Any kind of penetrative sex can force air into your vagina and make a queef more likely, Dr. Ascher-Walsh says, but you may be able to lower that chance by not fully removing the penis or toy each time you switch positions. (That’s when air might otherwise rush out.)
If cutting out all of the above feels like a high price to pay, you could try changing up the way you’re engaging your pelvic floor in these kinds of movements, Miracle suggests. For instance, you might purposefully contract your pelvic floor or do a Kegel (squeeze the muscle you’d use to stop peeing) before moving into an exercise or sex position that especially spreads wide your vaginal opening. Or, alternatively, if you suspect your pelvic floor is typically clenched, you could actively relax or release it in these movements (try a deep, diaphragmatic exhale) to avoid trapping air inside your vagina and creating the resistance that’ll cause it to burst out with an audible toot.
According to Miracle, there’s little harm in trying both of these approaches. But ultimately, the one that works best for you will depend on whether your pelvic floor skews toward the looser or tighter side of things—which is something that a pelvic floor physical therapist can evaluate. (You can ask your ob-gyn for a referral, check with nearby hospitals to see if they have a department, or use this credible PT locator to find one near you.) You may especially want to seek out the care of one of these pros if you’re also dealing with pain during or after sex, urinary incontinence, or symptoms of prolapse (which will feel like something is stuck in your vagina or bulging out from it, Miracle says)—all of which point to a potential pelvic floor issue.

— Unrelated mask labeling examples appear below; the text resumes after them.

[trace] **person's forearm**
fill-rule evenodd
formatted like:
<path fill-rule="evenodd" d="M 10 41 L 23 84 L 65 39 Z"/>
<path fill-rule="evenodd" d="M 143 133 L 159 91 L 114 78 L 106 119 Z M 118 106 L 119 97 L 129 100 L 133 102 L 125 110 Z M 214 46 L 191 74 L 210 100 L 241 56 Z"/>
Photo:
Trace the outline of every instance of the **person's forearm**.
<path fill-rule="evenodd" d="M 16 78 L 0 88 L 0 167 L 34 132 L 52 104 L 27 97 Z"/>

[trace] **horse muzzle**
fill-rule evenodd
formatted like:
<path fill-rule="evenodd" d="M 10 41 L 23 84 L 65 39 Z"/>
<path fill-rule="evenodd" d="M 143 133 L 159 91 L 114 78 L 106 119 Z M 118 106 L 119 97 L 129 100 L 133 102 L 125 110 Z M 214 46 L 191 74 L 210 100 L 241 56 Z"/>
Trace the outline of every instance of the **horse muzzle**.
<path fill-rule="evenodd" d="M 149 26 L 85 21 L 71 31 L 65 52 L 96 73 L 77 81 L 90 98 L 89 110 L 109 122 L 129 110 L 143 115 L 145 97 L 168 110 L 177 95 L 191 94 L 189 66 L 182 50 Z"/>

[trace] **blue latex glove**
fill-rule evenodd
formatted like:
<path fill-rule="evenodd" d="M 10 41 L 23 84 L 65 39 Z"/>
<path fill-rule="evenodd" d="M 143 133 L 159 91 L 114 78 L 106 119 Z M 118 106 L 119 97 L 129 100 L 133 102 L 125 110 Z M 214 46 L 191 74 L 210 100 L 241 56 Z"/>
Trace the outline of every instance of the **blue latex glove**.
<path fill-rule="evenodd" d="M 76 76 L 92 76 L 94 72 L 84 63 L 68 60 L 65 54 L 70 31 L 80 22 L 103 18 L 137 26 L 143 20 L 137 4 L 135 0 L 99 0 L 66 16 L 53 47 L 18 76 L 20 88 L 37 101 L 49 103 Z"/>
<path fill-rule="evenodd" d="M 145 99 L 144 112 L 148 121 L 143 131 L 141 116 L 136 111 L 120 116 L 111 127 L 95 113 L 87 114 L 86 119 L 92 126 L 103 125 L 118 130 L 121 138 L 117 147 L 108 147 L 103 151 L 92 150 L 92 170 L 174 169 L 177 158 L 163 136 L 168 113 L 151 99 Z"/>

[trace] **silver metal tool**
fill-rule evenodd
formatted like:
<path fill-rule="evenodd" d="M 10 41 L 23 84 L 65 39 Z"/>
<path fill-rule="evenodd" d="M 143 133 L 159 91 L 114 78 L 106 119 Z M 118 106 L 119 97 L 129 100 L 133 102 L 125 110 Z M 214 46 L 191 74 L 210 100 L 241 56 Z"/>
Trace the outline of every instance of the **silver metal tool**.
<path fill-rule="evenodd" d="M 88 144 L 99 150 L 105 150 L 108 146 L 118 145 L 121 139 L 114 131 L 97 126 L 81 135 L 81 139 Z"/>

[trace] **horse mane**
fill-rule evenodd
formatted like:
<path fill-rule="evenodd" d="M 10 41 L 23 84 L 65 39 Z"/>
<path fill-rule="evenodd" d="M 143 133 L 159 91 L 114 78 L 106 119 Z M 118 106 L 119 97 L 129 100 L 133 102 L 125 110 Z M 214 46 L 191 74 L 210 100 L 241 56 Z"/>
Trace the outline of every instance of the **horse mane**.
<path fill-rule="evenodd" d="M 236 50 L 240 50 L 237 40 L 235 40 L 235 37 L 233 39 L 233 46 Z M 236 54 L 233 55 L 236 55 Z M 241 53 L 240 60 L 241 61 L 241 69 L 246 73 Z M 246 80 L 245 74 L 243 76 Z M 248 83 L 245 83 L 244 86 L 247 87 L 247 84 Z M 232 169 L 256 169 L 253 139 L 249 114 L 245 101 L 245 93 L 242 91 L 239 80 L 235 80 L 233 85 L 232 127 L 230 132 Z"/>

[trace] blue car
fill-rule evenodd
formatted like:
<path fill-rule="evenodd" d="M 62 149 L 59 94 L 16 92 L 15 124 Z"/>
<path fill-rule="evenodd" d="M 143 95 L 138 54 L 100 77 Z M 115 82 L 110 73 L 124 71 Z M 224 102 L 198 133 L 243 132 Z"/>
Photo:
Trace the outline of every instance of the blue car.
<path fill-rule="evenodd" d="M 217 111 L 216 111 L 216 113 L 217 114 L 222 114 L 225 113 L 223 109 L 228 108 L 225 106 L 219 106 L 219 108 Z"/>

In the meantime, we could all benefit from destigmatizing queefing, perhaps starting by dropping the name, Miracle suggests. It has a strangely negative connotation for a word that some suspect originated with the Northern English “quiff,” meaning, simply, “puff of air.” In keeping with that OG definition, the medical community more aptly calls it “vaginal air” or “vaginal wind”—something to let whoosh right by like a breeze.